Description Helge Bahmann 2009-03-20 07:13:06 UTC
linux-2.6.29-rc8, no kernel modesetting, X server running with legacy DRI

I observe frequent kernel NULL pointer dereferences in i915_driver_irq_handler while switching from a running X server back into the VGA text console. Machine locks hard very shortly afterwards, so all backtraces via serial console are truncated, the last messages are at best:

[drm:gm45_get_vblank_counter] *ERROR* trying to get vblank count for disabled pipe 0
BUG: unable to handle kernel NULL pointer dereference at 00000084
IP: [<f90b736b>] i915_driver_irq_handler+0x135/0x1b7 [i915]

From the disassembly I guess that the culprit is:

	if (dev->primary->master) {
		master_priv = dev->primary->master->driver_priv;
		if (master_priv->sarea_priv)
			master_priv->sarea_priv->last_dispatch =
				READ_BREADCRUMB(dev_priv);    <---- CRASH
	}

and after applying the following small patch:

diff --git a/drivers/gpu/drm/i915/i915_irq.c b/drivers/gpu/drm/i915/i915_irq.c
index 87b6b60..d7fe821 100644
--- a/drivers/gpu/drm/i915/i915_irq.c
+++ b/drivers/gpu/drm/i915/i915_irq.c
@@ -249,7 +249,7 @@ irqreturn_t i915_driver_irq_handler(DRM_IRQ_ARGS)
 
 		if (dev->primary->master) {
 			master_priv = dev->primary->master->driver_priv;
-			if (master_priv->sarea_priv)
+			if (master_priv->sarea_priv && dev_priv->hw_status_page)
 				master_priv->sarea_priv->last_dispatch =
 					READ_BREADCRUMB(dev_priv);
 		}


the problem goes away. The patch is most certainly *wrong*, but that it hides the problem hints that there must somewhere be a race between clearing out "->hw_status_page" and the interrupt handler. Someone with better understanding of the driver should have a look.
Comment 1 Eric Anholt 2009-03-20 13:06:45 UTC
Looks sane to me.  Could you send the patch to lkml or dri-devel@lists.sf.net with a commit message and Signed-off-by:?
Comment 2 Helge Bahmann 2009-03-22 06:38:56 UTC
Are you sure this is sane? I mean, i915_gem_cleanup_hws sets dev_priv->hw_status_page=NULL without any locks held (that I am aware of, at least), and the irq handler is accessing the value without any locks either. The check for dev_priv->hw_status_page!=0 added into the irq handler IMHO just "shortens" the race window to the few instructions between performing the test and the subsequent READ_BREADCRUMB and thus "hides" the problem better.
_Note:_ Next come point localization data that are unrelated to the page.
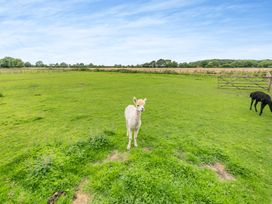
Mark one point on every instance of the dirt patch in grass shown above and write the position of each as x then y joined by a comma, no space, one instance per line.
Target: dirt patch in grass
147,149
80,197
53,199
117,156
221,171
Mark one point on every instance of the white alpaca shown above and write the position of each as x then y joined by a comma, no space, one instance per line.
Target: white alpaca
133,119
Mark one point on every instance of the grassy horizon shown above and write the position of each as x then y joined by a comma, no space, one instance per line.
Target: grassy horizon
59,128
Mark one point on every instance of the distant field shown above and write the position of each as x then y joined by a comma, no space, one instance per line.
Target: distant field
65,131
150,70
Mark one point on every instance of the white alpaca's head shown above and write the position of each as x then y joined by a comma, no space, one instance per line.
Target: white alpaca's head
139,104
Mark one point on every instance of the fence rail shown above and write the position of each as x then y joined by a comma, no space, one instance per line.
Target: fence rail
245,82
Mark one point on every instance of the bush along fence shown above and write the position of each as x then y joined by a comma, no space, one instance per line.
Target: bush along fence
241,82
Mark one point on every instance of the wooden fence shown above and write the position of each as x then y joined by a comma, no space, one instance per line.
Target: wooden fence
245,82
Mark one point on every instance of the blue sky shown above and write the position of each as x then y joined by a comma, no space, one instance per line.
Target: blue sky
130,32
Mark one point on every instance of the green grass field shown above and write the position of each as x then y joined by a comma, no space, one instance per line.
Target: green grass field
58,130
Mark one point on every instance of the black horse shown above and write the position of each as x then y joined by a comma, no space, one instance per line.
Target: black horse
264,98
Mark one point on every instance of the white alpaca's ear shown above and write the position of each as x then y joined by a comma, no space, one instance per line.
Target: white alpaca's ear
134,100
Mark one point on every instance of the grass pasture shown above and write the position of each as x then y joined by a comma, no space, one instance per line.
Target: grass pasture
65,131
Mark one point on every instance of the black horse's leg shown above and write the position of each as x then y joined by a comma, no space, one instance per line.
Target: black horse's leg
252,100
255,105
262,107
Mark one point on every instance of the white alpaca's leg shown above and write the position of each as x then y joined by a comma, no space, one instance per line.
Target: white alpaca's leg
129,138
135,137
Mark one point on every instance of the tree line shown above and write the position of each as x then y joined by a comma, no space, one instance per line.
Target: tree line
10,62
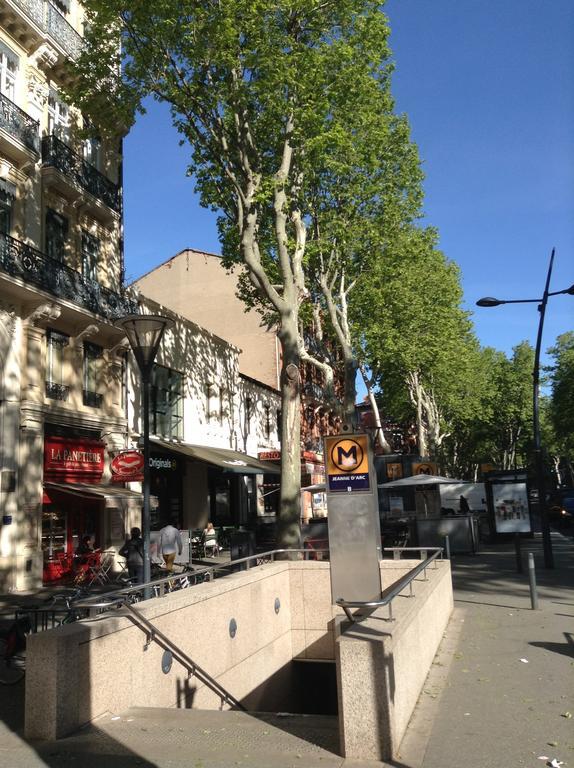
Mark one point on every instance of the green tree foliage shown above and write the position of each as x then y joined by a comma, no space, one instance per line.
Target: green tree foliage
415,336
283,102
561,404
Is there any guard between i915_gem_cleanup_hws and the irq handler racing which I am missing so far?
Comment 3 Andrew Morton 2009-03-30 22:00:37 UTC
afacit this hasn't been fixed, and we presumably have a regression
in 2.6.29?
Comment 4 Helge Bahmann 2009-04-01 11:40:40 UTC
To my knowledge, the code is unchanged, but maybe I can invest some time into investigating further tomorrow to produce a patch I am more confident of
Comment 5 Rafael J. Wysocki 2009-04-26 11:21:27 UTC
Notify-Also : DRI <dri-devel@lists.sourceforge.net>
Comment 6 Jesse Barnes 2009-04-27 16:54:54 UTC
Another possibility would be to move the gem_cleanup_hws call to occur after the interrupt handler is removed.  That should ensure we don't get any interrupts before clearing the hardware status page pointer.
Comment 7 Gordon Jin 2009-09-17 07:50:07 UTC
Does this issue still exist in 2.6.31?
Comment 8 Jesse Barnes 2009-09-17 15:43:16 UTC
This one is fixed.
Comment 9 Gordon Jin 2009-09-18 02:31:21 UTC
closing then